Study design  Prospective, blinded, cross-over study.

Animals  Six healthy 5-year-old Shetland ponies.

Methods  Ponies received either 0.6 mg kg−1 racemic ketamine (group RS) or 0.3 mg kg−1 S-ketamine (group S) intravenously (IV), followed by a CRI of 20 μg kg−1minute−1 racemic ketamine (group RS) or 10 μg kg−1minute−1 S-ketamine (group S) for 59 minutes. The NWR was evoked by transcutaneous electrical stimulation of a peripheral nerve before drug administration, 15 and 45 minutes after the start of the bolus injection and 15 minutes after the end of the CRI. Electromyographic responses were recorded and analysed.
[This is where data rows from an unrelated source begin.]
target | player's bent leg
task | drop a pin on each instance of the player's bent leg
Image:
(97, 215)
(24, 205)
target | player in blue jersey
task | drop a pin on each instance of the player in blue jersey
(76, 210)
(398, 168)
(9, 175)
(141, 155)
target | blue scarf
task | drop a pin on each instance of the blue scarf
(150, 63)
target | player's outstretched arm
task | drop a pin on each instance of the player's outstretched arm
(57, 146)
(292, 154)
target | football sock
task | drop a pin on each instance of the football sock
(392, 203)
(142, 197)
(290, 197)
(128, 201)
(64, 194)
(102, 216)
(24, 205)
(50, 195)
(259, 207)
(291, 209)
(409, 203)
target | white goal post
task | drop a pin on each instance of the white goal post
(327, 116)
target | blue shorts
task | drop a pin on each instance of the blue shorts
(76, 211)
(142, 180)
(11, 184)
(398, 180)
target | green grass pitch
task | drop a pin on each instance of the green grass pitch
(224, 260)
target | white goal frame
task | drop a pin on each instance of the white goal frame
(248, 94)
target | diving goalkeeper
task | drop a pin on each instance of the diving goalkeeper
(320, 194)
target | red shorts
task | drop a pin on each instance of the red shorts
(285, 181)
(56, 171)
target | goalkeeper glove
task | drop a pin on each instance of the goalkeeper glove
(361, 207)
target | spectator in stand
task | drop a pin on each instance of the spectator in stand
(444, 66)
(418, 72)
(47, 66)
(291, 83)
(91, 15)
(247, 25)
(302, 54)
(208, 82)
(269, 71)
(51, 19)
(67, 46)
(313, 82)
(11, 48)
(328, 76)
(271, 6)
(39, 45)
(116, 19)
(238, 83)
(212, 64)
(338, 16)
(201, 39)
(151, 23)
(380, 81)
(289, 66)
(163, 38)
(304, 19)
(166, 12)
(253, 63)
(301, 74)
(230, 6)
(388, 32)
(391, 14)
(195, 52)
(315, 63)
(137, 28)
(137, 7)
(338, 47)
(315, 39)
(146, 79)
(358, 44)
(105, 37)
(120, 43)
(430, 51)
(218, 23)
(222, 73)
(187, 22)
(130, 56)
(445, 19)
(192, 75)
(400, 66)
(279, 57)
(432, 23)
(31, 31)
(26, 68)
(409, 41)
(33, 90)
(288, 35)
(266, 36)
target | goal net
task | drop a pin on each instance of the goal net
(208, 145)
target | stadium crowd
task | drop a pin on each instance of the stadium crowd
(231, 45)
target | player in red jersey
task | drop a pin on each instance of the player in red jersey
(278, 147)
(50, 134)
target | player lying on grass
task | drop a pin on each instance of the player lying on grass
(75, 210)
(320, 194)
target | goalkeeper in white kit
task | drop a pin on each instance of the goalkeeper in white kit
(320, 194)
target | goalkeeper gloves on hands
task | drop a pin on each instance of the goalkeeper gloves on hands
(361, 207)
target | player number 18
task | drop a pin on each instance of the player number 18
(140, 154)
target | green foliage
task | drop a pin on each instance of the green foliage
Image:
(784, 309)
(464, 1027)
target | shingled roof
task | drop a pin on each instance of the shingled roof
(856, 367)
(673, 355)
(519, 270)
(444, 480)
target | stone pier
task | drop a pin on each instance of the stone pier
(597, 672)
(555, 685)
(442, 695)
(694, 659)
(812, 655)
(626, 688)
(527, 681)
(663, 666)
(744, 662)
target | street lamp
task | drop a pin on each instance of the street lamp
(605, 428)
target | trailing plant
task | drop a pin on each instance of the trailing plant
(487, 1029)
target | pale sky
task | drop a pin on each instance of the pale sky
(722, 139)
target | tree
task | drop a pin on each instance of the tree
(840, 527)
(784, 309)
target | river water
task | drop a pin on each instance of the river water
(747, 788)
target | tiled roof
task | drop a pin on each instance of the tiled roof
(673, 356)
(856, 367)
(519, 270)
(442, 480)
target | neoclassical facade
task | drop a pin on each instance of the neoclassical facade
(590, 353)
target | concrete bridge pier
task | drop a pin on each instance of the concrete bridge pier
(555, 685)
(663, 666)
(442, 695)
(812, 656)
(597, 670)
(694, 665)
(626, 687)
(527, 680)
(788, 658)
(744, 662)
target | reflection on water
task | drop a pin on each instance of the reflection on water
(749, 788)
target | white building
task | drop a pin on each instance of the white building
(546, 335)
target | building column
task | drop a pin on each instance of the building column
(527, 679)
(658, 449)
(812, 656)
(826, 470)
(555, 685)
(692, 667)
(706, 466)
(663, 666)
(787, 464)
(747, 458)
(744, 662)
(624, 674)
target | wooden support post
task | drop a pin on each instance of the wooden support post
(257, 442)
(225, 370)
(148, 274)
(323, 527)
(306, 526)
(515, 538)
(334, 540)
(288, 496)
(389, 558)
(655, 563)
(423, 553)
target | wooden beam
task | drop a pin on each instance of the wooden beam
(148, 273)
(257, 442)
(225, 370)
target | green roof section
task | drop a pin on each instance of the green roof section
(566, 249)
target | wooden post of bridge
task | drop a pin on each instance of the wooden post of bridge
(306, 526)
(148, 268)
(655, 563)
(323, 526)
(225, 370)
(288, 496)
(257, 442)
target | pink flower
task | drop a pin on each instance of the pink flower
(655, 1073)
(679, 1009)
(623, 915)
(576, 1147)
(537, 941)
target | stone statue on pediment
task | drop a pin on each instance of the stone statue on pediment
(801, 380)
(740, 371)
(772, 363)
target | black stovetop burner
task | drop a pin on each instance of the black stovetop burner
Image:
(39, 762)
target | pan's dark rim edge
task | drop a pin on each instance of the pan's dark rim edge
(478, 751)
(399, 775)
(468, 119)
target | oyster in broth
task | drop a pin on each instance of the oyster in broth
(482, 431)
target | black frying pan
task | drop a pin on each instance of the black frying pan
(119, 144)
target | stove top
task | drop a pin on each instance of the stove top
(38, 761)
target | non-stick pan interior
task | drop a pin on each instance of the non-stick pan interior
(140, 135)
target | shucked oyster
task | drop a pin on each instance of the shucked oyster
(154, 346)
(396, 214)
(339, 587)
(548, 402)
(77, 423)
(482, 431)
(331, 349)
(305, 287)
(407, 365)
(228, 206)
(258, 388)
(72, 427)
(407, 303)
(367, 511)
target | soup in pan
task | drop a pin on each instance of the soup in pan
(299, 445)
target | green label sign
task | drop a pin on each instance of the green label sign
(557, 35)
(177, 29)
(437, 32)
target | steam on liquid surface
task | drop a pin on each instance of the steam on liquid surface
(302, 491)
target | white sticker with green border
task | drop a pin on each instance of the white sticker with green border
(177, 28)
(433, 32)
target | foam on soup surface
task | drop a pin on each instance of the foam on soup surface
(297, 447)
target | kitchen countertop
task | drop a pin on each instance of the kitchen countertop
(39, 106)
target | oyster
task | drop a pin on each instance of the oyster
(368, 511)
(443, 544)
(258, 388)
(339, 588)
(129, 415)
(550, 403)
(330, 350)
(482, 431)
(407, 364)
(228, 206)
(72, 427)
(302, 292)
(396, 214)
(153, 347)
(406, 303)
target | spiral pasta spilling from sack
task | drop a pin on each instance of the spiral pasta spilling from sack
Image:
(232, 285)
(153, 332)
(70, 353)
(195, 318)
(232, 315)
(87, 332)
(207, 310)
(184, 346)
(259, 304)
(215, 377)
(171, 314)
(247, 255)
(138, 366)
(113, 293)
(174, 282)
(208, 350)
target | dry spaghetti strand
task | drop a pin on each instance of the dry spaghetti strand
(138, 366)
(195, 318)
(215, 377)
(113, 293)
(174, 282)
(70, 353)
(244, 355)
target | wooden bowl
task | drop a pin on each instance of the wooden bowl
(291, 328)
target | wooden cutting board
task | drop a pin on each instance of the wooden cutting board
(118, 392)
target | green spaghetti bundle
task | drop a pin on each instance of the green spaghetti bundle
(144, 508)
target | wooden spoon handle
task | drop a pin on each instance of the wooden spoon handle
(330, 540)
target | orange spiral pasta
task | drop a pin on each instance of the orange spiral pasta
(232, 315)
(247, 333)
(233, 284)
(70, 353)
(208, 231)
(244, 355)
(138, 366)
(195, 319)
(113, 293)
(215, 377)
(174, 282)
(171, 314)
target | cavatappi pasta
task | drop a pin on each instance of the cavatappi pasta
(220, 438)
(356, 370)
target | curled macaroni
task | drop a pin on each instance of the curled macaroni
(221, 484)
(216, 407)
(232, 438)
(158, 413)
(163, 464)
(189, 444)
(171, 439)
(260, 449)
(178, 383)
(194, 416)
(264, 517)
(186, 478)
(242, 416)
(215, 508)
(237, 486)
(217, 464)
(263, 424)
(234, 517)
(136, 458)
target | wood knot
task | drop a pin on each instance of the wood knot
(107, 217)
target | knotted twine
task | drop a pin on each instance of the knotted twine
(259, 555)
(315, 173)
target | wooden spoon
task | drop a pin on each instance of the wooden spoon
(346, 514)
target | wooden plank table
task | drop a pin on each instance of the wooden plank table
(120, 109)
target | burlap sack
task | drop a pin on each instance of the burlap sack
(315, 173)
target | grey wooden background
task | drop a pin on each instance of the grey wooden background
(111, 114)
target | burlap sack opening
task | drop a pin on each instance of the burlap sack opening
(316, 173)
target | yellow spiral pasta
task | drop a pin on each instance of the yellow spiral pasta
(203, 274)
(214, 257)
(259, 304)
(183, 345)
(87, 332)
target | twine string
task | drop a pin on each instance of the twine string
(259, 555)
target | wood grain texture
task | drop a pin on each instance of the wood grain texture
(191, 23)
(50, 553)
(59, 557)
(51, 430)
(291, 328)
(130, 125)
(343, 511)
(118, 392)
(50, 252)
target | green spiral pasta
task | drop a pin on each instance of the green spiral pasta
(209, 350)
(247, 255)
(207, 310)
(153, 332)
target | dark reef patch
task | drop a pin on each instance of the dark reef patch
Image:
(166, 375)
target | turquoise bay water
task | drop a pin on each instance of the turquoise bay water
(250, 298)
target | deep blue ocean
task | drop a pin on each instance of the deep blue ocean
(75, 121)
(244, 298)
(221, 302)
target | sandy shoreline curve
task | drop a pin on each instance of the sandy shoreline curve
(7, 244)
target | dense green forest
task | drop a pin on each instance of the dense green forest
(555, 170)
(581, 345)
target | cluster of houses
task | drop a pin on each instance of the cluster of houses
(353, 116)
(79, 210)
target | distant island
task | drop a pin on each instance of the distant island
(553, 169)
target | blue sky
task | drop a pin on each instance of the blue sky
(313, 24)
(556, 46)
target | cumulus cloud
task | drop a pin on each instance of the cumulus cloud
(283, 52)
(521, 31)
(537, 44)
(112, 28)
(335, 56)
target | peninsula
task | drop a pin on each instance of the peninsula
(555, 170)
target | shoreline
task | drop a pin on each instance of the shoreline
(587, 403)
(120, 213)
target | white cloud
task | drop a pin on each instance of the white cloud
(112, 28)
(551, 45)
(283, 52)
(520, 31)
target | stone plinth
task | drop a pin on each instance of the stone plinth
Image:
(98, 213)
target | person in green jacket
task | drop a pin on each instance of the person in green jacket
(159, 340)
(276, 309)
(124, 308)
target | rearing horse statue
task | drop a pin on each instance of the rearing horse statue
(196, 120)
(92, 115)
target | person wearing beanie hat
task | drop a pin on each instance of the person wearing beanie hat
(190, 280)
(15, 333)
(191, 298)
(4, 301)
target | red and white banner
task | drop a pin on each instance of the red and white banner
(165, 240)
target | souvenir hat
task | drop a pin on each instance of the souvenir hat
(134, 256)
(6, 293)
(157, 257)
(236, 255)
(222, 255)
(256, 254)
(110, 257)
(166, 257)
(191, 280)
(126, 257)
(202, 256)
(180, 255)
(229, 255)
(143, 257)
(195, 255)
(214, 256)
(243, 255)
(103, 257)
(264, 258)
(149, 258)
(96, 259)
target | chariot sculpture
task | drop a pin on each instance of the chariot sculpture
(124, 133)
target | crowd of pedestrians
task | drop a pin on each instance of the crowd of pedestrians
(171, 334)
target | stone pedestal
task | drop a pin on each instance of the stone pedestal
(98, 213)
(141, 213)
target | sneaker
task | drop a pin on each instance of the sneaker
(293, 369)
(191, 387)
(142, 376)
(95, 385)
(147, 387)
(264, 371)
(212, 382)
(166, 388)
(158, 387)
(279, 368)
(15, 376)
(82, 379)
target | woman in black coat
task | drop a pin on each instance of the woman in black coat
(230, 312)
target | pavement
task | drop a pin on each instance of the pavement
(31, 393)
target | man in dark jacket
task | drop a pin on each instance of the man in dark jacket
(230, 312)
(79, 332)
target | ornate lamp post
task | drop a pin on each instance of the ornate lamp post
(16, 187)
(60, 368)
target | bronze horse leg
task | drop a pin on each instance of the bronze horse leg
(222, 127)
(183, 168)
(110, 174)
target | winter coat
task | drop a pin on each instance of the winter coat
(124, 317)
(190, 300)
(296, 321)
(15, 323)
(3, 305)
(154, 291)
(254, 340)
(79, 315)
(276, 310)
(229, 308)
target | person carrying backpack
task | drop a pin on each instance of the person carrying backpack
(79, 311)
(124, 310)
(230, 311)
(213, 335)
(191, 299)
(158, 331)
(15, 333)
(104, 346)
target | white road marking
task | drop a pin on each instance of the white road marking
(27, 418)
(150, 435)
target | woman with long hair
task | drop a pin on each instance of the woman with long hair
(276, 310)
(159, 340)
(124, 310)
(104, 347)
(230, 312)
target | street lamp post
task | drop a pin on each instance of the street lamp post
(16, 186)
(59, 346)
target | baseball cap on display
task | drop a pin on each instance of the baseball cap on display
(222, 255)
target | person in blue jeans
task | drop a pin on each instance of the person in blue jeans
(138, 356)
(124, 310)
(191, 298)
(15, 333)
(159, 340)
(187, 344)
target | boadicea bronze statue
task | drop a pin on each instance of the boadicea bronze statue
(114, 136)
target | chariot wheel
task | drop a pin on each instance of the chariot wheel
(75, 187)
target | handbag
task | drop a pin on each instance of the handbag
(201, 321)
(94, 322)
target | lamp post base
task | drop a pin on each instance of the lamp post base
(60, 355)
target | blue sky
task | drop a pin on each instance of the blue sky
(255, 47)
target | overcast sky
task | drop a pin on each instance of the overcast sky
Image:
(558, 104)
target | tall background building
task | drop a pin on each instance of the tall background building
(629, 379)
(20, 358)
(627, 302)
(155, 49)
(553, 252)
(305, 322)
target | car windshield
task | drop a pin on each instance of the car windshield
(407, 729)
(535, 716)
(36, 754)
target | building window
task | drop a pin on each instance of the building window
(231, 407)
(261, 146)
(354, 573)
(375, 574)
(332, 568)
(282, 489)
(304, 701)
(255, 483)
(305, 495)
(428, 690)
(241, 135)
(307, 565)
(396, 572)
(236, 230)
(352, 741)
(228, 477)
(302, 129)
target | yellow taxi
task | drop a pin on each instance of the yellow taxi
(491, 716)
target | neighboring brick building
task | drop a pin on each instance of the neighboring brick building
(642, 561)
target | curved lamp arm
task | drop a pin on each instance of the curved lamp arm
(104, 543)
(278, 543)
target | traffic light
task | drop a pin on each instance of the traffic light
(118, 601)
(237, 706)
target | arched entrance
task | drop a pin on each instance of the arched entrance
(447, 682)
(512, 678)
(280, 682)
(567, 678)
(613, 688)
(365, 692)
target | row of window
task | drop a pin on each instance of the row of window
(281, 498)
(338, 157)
Arterial blood was collected before stimulation and plasma concentrations of ketamine and norketamine were measured enantioselectively using capillary electrophoresis. Ponies were video recorded and monitored to assess drug effects on behaviour, heart rate (HR), mean arterial blood pressure (MAP) and respiratory rate.

Results  The NWR was significantly depressed in group RS at plasma concentrations between 20 and 25 ng mL−1 of each enantiomer. In group S, no significant NWR depression could be observed; plasma concentrations of S-ketamine (9–15 ng mL−1) were lower, compared to S-ketamine concentrations in group RS, although this difference was not statistically significant. Minor changes in behaviour, HR and MAP only occurred within the first 5–10 minutes after bolus drug administration in both groups.

Conclusion  Antinociceptive activity in standing ponies, demonstrated as a depression of the NWR, could only be detected after treatment with racemic ketamine. S-ketamine may have lacked this effect as a result of lower plasma concentrations, a more rapid metabolism or a lower potency of S-ketamine in Equidae so further investigation is necessary.